3:10 To Yuma (Current Release)

Posted by Movie_Maven

September 15, 2007 |

10ToYumaOfficial 3:10 To Yuma Site
Western
Starring:Christian Bale, Russell Crowe, Dallas Roberts, Peter Fonda
Rated R (for language, violent gunfight sequences)
Running Time: 117 Minutes
Released:September 7, 2007

My wife and I took our very first trip out West this past summer, spending time in small, quaint towns like Kemmerer, Wyoming while being mesmerized by the whole beauty of the landscape. It is not an understatement to say that one’s senses are not fully prepared for the barrage and the weight of the sheer vastness of the place. More than once, I remembered thinking about the fortitude and kind of person it took to settle the land out there.

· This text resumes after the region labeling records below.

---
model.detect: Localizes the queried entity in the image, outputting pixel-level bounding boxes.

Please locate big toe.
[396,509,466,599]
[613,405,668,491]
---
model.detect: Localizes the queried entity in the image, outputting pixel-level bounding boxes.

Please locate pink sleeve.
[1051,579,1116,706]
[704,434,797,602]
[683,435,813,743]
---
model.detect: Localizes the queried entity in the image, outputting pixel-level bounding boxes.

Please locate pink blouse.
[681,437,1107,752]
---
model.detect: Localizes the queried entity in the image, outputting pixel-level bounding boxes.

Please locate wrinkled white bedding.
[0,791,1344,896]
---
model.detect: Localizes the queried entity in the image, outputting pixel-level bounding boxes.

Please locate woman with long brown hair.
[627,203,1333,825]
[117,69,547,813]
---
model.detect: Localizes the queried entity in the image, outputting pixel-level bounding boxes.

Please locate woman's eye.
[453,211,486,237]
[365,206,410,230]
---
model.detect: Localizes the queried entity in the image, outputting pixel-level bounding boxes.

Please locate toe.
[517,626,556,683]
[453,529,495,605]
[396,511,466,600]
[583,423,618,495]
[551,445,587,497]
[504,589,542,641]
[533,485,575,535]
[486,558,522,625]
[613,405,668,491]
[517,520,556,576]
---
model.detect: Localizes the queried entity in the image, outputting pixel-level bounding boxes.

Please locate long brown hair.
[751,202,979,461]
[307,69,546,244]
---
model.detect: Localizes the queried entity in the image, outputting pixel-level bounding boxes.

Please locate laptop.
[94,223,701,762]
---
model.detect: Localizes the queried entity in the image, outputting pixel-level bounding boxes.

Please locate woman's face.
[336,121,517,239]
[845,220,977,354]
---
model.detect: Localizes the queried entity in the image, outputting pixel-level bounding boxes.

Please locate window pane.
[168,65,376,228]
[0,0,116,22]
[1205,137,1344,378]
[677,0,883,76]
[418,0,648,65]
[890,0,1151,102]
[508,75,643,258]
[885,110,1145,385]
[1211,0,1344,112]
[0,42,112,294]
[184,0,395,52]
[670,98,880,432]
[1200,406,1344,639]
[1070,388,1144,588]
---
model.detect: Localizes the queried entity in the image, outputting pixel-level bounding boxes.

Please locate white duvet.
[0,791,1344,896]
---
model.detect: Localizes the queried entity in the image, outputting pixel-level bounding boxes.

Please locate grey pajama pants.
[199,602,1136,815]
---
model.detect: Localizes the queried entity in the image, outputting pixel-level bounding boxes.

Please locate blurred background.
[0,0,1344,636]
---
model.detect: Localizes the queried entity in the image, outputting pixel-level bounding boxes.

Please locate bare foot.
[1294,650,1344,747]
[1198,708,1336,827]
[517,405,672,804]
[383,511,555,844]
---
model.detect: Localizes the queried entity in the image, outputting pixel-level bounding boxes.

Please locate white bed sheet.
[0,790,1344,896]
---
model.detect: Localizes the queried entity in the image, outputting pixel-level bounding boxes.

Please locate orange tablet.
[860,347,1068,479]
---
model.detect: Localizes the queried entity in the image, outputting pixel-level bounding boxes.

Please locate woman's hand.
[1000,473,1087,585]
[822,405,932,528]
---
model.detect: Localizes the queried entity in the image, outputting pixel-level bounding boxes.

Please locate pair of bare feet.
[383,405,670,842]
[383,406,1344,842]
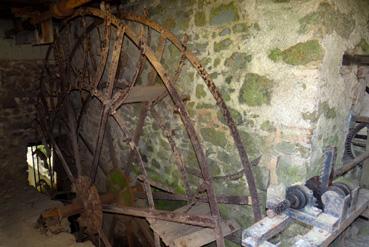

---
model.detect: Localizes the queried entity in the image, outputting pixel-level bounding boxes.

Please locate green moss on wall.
[238,130,262,159]
[359,39,369,54]
[209,2,239,25]
[277,156,306,186]
[214,38,232,52]
[224,52,252,72]
[319,101,336,119]
[268,40,324,65]
[196,85,206,99]
[200,128,227,147]
[217,107,243,125]
[238,73,273,106]
[301,111,319,122]
[260,120,276,132]
[299,2,355,39]
[219,28,231,36]
[232,23,250,33]
[195,11,206,27]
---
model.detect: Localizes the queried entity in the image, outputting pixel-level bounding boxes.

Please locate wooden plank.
[360,209,369,219]
[174,220,240,247]
[242,213,292,246]
[148,203,240,247]
[355,116,369,123]
[360,128,369,188]
[294,189,369,247]
[124,85,166,104]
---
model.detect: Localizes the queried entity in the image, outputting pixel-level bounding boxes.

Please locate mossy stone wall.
[77,0,369,233]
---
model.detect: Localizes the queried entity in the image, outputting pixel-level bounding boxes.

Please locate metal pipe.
[103,205,216,228]
[333,151,369,178]
[30,146,36,187]
[50,0,91,18]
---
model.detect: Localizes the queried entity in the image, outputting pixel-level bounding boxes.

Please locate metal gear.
[345,123,369,159]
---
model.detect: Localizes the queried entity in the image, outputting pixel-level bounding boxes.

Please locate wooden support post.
[360,128,369,189]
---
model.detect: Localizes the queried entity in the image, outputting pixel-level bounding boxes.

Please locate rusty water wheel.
[39,4,261,246]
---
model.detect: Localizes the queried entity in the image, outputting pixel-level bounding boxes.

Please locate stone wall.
[50,0,369,233]
[0,60,42,189]
[100,0,369,224]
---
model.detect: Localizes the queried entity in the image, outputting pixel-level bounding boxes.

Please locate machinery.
[242,148,369,247]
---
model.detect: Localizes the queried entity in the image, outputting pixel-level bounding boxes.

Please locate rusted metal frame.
[106,120,119,169]
[39,116,74,183]
[37,96,74,183]
[137,175,175,194]
[124,103,151,174]
[131,44,224,246]
[136,191,251,205]
[112,114,155,208]
[66,98,82,176]
[65,8,221,246]
[126,36,165,174]
[333,151,369,178]
[186,156,261,180]
[92,14,111,88]
[103,204,216,228]
[112,22,151,111]
[153,35,188,105]
[111,41,146,111]
[78,133,109,177]
[151,108,191,199]
[98,229,112,247]
[27,146,36,187]
[91,24,126,183]
[99,14,224,243]
[187,53,262,222]
[120,13,261,221]
[112,112,160,247]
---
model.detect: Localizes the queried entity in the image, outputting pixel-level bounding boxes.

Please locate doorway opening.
[27,144,57,194]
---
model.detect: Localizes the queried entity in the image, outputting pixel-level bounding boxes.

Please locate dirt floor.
[0,182,94,247]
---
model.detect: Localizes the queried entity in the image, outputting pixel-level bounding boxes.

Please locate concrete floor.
[0,182,94,247]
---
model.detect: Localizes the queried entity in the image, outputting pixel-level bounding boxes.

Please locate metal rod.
[30,146,36,187]
[103,205,215,228]
[120,13,261,221]
[333,151,369,178]
[136,191,251,205]
[91,24,126,183]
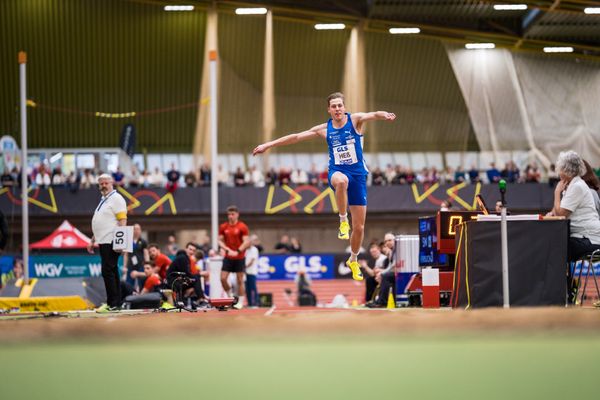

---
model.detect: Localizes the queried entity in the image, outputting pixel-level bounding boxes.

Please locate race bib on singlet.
[333,143,358,165]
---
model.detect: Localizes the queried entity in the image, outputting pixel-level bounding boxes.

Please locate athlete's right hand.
[252,144,268,156]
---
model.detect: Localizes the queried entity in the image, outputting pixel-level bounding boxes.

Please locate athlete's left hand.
[252,144,268,156]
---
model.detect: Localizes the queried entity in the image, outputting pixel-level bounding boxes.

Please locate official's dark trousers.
[100,243,121,307]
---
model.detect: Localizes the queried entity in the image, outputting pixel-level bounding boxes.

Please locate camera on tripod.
[167,272,195,311]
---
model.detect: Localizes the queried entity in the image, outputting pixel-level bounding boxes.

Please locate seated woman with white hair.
[549,151,600,261]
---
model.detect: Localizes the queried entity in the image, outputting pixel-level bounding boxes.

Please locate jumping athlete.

I knew I could never watch another (decent) Western movie again with the same eyes.

I simply just don’t naturally gravitate toward the Western. I’ll watch the high profile flicks with the names I know, but, unless one is a die-hard fan, I’ll whimsically presume most people do the same. The large-scale selection of the Western in recent history is a bit scant- at least those that aren’t pointless blood-spillers that gorge on the shoot-em-ups. There is enough lead flying here, but Yuma revisits some interesting moral codes that were standard in the golden era of the Western film, albeit with some graded variation and characterizations. Yuma is a welcome addition and we’ll see if it garners follow-ups in the genre.

Rancher Dan Evans (Christian Bale) is a man perched on one-too-many brinks of failure; his ranch is destitute and dry, as are his finances, his family and the prospects of retaining his manhood in the eyes of family and community. Having trudged out to Arizona with one good leg sacrificed to the Civil War, the family seems taxed with a burden similar to Russell Crowe’s Braddock in Cinderella Man. The entire situation is teeming with portentious catastrophe, with Indians, drought, wandering lawlessness and the general struggle just to survive.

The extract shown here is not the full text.